Ainda, a discussão sobre o valor monetário que deveria ser investido na saúde individual é muito complexa na sociedade brasileira, fato que torna muito difícil padronizar o limiar custo-efetividade para indivíduos de diferentes classes sociais.

Há questões fundamentais em relação à interpretação destes achados, que não estão sendo totalmente discutidas. Uma das principais limitações de nosso estudo foi estimar a qualidade de vida com base nos dados da literatura, que podem ser diferentes dos valores brasileiros e levar a mudanças nos achados. Devido à falta de dados brasileiros, é extremamente importante desenvolver outros estudos de qualidade de vida no contexto brasileiro.

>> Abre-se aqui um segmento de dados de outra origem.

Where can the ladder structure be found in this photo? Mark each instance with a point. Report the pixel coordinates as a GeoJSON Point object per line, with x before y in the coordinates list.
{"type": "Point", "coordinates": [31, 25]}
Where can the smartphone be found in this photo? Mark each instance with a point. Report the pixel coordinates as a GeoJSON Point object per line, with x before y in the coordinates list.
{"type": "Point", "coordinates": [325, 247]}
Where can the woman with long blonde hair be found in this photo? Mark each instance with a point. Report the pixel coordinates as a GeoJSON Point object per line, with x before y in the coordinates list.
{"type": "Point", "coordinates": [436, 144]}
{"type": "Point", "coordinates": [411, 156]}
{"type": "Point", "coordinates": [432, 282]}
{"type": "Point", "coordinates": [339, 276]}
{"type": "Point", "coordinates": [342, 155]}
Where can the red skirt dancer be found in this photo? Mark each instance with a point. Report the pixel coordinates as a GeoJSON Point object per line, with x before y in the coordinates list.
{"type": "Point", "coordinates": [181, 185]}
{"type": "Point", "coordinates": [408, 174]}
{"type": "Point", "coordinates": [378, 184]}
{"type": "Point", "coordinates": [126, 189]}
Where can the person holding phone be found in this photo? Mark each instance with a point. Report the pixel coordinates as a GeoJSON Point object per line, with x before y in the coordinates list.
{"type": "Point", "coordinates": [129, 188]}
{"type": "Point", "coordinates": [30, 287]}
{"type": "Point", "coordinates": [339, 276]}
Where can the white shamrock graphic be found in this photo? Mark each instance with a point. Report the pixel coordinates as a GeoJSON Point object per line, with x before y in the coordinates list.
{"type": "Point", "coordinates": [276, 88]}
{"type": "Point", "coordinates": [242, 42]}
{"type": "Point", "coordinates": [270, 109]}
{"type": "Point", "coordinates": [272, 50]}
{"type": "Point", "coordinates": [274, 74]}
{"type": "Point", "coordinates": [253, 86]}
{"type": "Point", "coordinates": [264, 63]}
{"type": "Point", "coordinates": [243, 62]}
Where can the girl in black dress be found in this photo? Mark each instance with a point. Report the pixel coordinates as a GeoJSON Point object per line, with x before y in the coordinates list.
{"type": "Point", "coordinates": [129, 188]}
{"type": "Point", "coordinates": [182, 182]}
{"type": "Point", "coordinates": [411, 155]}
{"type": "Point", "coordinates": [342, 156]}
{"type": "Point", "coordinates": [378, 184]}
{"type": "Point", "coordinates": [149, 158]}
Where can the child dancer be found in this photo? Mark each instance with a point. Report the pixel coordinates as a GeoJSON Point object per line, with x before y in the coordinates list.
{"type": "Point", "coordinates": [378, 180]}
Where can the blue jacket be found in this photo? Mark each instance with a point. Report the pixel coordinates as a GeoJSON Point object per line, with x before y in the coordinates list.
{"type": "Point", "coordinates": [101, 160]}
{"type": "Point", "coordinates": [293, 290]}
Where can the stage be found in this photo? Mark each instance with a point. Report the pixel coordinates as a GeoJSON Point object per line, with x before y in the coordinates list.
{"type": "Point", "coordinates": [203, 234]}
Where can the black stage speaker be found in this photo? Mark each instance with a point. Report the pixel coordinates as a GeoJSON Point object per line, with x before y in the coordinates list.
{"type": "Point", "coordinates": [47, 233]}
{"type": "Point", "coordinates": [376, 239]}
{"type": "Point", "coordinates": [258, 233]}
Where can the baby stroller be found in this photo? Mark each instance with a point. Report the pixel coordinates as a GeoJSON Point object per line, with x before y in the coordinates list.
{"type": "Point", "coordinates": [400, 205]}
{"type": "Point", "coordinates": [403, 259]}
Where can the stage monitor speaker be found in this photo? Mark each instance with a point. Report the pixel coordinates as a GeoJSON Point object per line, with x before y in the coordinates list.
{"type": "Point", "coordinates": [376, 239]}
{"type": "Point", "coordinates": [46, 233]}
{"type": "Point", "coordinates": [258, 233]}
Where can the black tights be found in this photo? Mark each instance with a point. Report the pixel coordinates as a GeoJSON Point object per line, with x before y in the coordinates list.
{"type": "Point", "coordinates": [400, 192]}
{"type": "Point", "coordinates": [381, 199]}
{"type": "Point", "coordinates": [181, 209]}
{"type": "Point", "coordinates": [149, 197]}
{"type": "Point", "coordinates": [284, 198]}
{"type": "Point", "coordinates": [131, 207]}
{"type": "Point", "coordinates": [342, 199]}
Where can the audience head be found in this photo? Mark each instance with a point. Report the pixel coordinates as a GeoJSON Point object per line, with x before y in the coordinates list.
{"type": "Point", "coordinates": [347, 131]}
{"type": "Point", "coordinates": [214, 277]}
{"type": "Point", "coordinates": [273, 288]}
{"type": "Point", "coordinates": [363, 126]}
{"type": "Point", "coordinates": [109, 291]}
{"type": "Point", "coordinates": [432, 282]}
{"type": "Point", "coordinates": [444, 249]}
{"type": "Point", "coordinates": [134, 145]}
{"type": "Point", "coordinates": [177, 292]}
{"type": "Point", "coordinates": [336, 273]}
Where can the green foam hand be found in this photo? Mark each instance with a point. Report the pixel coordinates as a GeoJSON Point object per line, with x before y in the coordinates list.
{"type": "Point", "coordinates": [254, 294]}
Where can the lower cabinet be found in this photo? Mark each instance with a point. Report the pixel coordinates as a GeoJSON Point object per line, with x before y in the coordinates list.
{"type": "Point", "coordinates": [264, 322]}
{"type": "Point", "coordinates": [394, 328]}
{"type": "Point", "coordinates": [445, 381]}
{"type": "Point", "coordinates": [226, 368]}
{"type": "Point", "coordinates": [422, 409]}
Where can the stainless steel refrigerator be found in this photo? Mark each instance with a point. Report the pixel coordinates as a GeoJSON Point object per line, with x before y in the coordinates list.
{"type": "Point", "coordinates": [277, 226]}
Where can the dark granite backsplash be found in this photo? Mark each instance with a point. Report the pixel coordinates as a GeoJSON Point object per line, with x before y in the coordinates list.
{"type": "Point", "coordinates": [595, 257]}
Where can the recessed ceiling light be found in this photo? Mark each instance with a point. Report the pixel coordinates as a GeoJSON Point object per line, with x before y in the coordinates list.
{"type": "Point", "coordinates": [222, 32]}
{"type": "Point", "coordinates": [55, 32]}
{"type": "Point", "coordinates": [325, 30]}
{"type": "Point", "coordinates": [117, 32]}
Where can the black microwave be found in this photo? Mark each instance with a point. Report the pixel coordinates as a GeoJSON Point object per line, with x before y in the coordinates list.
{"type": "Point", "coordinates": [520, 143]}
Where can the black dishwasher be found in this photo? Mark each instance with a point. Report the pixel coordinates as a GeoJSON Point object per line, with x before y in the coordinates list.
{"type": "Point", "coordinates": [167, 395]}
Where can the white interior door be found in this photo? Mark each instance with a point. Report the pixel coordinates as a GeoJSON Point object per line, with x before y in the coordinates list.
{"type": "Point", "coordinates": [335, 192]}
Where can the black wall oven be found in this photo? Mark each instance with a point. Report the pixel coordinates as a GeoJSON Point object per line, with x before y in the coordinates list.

Em nosso estudo, incluíram-se dados clínicos a partir de estudos randomizados de população fora do Brasil, fato que pode diferir de estudos incluindo somente a população brasileira. Portanto, há necessidade de estudos clínicos no Brasil para confirmar se os dados dos estudos clínicos internacionais são compatíveis com a população brasileira.

CONCLUSÃO

A adição da quimioterapia ao tratamento hormonal de câncer de próstata é uma medida custo-efetiva para pacientes com doença metastática extensa (alto volume). Porém, estudos relacionados à efetividade clínica e à qualidade de vida são necessários para confirmar estes achados no Brasil.